- Occupation: Professor
- Awards: Outstanding Faculty Award, Outstanding Contribution to Health Psychology (APA), Distinguished Scientific Award for Early Career Contribution to (Health) Psychology (APA), Early Career Honorary Recognition Award, Society of Behavioral Medicine

Academic background
- Alma mater: University of Utah

Academic work
- Institutions: San Diego State University

= Linda Gallo =

American scientist

Linda C. Gallo is a scientist known for behavioral medicine. Gallo is a professor at San Diego State University and serves as a part of the San Diego State / University of California, San Diego Joint Doctoral Program in Clinical Psychology. She serves as a co-director at the South Bay Latino Research Center.

Gallo has achieved many awards for her contributions to the field of clinical psychology. Some notable awards include the 2004 Outstanding Contribution to Health Psychology Young Investigator Award from Division 38 of the American Psychological Association (APA), 2005 Early Career Honorary Recognition Award from the Society of Behavioral Medicine, 2008 Distinguished Scientific Award for Early Career Contribution to Health Psychology, 2013 and 2015 Most Influential Professor from the SDSU/UCSD Joint Doctoral Program in Clinical Psychology, and 2016 SDSU Alumni Award for Outstanding Faculty Contributions.

In 2009 Gallo was a Fellow of the Society of Behavioral Medicine. In 2012, she was a Fellow of APA and APA Division 38.

Gallo is the co-author of the Handbook of Physiological Research Methods in Health Psychology with Linda J. Luecken.

== Biography ==
Gallo earned her bachelor's degree in psychology in May 1989 at Southern Illinois University. She later completed her master's degree in clinical psychology/health specialty in May 1996 at the University of Utah. She continued her studies to complete her PhD for clinical psychology with a health specialty in May 1998. Lastly, she completed her postdoctoral at the University of Pittsburgh, in cardiovascular behavioral medicine in August 2000.

Between 2000 and 2001, Gallo worked as an assistant professor, in the Department of Psychology at Kent State University. Between 2001 and 2006, she was an assistant professor in the Department of Psychology at San Diego State University. She worked as an associate professor from 2006 to 2011. Since 2011, she is a professor at San Diego State University. In 2015, she became the co-director of the South Bay Latino Research Center.

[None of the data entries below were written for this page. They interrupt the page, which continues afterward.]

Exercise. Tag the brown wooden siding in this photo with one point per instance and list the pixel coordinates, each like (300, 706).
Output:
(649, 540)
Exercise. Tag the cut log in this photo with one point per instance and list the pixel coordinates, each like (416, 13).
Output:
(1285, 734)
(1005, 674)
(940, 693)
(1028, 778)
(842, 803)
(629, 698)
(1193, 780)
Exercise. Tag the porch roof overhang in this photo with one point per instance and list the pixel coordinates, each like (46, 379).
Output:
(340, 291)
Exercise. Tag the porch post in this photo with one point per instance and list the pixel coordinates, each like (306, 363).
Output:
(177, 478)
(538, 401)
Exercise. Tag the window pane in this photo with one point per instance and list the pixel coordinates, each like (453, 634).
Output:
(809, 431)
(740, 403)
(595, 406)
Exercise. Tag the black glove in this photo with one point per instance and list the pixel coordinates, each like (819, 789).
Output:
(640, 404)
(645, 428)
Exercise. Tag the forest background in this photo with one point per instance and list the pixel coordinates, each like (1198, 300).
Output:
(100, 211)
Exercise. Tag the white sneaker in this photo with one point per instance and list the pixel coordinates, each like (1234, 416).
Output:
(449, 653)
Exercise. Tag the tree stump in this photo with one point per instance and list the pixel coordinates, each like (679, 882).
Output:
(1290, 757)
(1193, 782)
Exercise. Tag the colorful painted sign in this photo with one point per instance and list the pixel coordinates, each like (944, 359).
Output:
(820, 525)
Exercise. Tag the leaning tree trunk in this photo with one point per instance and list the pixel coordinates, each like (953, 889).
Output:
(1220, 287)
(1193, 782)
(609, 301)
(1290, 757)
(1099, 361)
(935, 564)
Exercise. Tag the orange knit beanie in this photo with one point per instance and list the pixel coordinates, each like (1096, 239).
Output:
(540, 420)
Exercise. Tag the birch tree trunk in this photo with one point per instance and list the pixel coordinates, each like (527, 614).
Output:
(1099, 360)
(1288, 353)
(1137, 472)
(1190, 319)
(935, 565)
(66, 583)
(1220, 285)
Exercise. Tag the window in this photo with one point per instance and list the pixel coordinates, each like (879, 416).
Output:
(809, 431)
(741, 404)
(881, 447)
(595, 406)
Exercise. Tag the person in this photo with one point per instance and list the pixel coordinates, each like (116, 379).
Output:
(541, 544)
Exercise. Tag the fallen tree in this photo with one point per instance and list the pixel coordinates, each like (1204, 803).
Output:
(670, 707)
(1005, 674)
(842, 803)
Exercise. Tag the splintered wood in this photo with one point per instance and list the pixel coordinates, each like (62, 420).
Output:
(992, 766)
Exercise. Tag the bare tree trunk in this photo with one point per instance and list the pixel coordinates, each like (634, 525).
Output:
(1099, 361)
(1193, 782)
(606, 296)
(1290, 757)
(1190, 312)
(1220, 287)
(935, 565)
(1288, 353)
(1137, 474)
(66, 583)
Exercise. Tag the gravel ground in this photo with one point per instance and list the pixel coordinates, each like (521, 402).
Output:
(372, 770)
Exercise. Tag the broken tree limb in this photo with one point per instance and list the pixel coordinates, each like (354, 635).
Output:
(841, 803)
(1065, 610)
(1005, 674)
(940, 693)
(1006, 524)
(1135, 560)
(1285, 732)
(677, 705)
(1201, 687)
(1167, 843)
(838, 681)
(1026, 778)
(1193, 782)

She focused her postdoctoral in Cardiovascular Behavioral Medicine at the University of Pittsburgh. Gallo has 20 years of postdoctoral research experience focused on understanding psychosocial and sociocultural factors in cardiovascular disease and diabetes. In addition, Gallo focused on developing and testing culturally appropriate interventions to reduce risk and improve outcomes for these conditions in Hispanics/Latinos.

== Research ==
Gallo's research focuses on the psychological aspects of cardio-metabolic disorders. She has 20 years of postdoctoral research experience focused on elucidating sociocultural factors in chronic cardio-metabolic diseases and developing and testing culturally appropriate interventions to reduce disparities in these conditions among underserved groups, especially Hispanics/Latinos. Gallo has stated that the related traits of hostility, anger, and aggressiveness have long been suggested as risk factors for coronary heart disease. Her research has determined that these negative emotions play a large role in overall health.

== Representative publications ==

- Gallo, L. C., Bogart, L. M., Vranceanu, A. M., & Matthews, K. A. (2005). Socioeconomic status, resources, psychological experiences, and emotional responses: a test of the reserve capacity model. Journal of Personality and Social Psychology, 88(2), 386–399.
- Gallo, L. C., & Matthews, K. A. (2003). Understanding the association between socioeconomic status and physical health: do negative emotions play a role?. Psychological Bulletin, 129(1), 10–51.
- Gallo, L. C., Penedo, F. J., Espinosa de los Monteros, K., & Arguelles, W. (2009). Resiliency in the face of disadvantage: do Hispanic cultural characteristics protect health outcomes? Journal of Personality, 77(6), 1707–1746.
- Gallo, L. C., & Smith, T. W. (2001). Attachment style in marriage: Adjustment and responses to interaction. Journal of Social and Personal Relationships, 18(2), 263–289.
- Gallo, L. C., Troxel, W. M., Matthews, K. A., & Kuller, L. H. (2003). Marital status and quality in middle-aged women: Associations with levels and trajectories of cardiovascular risk factors. Health Psychology, 22(5), 453–463.